Duck noodles with the condiment tray at Guaythiew Ped on St. Louis Road

Duck noodles with the condiment tray at Guaythiew Ped on St. Louis Road

Karen likes to say that everything on the internet is “public, permanent, and traceable”. Everything, that is, except for my blog posts. I don’t know where my latest one is. I should probably be sad because I spent a lot of time on it. However, it might be God’s way of saying that no one should ever have to see my terrible Anthony Bourdain fan fiction. Bullet dodged, world.

I have been giving a lot more thought to fan fiction lately. This is because I want to make EL James-level bank, see my flaccid scribblings re-enacted on the big screen, and then make a nuisance of myself at numerous, famous people-populated parties. I have narrowed the criteria down to three major points. To write successful fan fiction, one must: 1.) feature a love triangle 2.) have the heroine (who is invariably the narrator and unwitting object of everyone’s affections) possess some ineffable quality that is completely beyond her control and renders her irresistible to her more standoffish (and undoubtedly more handsome) suitor, and 3.) make the heroine dowdy and/or judgmental, because making an effort to look good/being popular with boys makes you a big slut. She must be attractive to every man in the story for some other reason, as long as that reason is not her personality or intelligence, because that is boring and/or hard to write.

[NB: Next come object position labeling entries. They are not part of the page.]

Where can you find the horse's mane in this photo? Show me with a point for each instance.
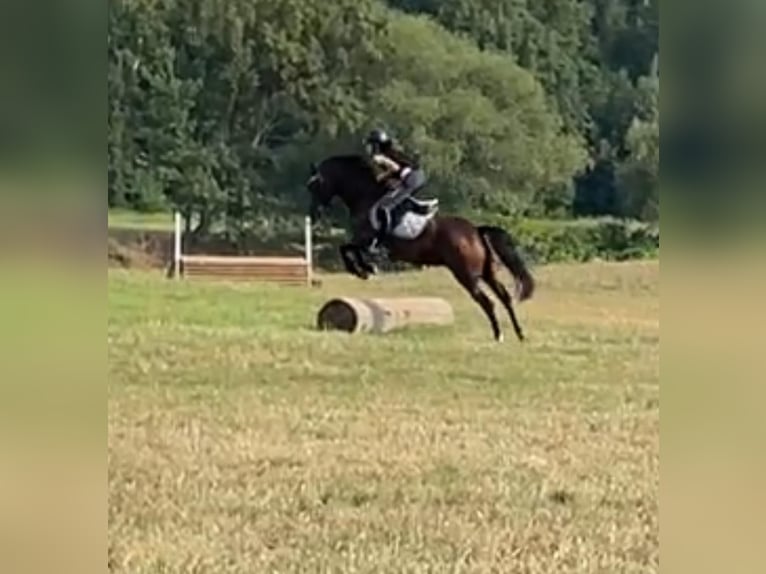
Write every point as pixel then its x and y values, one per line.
pixel 351 161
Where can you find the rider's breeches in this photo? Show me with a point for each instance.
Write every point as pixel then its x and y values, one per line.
pixel 414 180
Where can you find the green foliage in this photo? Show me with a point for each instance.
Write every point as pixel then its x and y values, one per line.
pixel 550 241
pixel 537 109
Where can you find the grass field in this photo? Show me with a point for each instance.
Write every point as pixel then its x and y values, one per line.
pixel 241 440
pixel 128 219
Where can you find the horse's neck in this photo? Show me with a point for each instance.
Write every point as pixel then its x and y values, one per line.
pixel 360 199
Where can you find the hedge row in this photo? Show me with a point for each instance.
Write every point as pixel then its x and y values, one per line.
pixel 550 241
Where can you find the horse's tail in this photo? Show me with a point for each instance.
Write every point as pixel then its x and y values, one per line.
pixel 501 242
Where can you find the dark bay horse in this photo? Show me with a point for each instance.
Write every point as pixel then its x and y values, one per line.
pixel 448 241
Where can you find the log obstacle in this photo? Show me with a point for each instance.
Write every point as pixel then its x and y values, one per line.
pixel 355 315
pixel 282 270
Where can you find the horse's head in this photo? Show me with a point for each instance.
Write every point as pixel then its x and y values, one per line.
pixel 348 177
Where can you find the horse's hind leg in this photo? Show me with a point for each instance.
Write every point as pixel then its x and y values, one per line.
pixel 471 284
pixel 490 278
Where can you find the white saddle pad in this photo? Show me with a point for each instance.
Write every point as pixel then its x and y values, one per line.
pixel 411 225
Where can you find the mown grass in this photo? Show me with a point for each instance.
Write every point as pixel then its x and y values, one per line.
pixel 129 219
pixel 242 440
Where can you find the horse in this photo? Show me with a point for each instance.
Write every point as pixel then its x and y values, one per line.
pixel 426 240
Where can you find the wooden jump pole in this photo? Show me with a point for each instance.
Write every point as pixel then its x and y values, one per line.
pixel 309 251
pixel 177 246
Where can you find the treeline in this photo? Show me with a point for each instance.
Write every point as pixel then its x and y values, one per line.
pixel 544 108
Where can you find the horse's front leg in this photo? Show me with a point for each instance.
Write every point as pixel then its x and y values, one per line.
pixel 354 263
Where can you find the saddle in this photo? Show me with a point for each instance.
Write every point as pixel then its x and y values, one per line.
pixel 407 219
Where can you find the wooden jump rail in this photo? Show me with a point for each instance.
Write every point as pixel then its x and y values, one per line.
pixel 383 315
pixel 282 270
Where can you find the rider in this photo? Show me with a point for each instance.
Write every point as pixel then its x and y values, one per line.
pixel 408 177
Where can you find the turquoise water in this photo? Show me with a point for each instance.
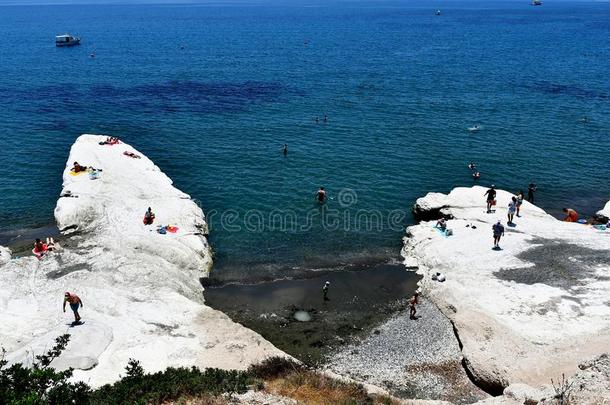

There seems to be a set of criteria for the successful Thai food stall as well. These are: 1.) tables that are crowded with “locals” 2.) a gruesome display of animal carcasses either in front or in back, because one must always be reminded of how truly adventurous one really is, and 3.) an abusive and/or harried cook. If the cook is not sufficiently ornery, then the stall must be in a hard-to-find location. The point is to suffer for your food.

Luckily for me, Guaythiew Ped on St. Louis Road (127/44 St. Louis Soi 3, 02-211-1411) fulfills all of these criteria, from the grisly-yet-tasty carcasses:

Ducks ready for the noodle bowl

Ducks ready for the noodle bowl

to the crowded tables and harried, frantic cook out in front. Of course, the food stands center stage — yes, the duck in every iteration: its tender gizzards, simmered feet, soft neck, rich liver and tranches of soft meat, cut with a vinegary chili sauce to offset the greasiness of the flesh.

Duck meat without the noodles

Duck meat without the noodles

But my favorite part of my meal is the cubed duck’s blood, not so soft that it disappears into the broth, nor so hard that it resembles sanguinary finger jello: slightly squidgy and giving to the slightest pressure, festooned with spring onions and coriander leaves.

A bowl of duck's blood

A bowl of duck’s blood

Presented with a formidable pile of the stuff, I managed to dispatch of every duck blood cube in maybe 5 minutes.

“You ate that like a vampire,” said Karen, unable to try even a single cube, because I had eaten it all.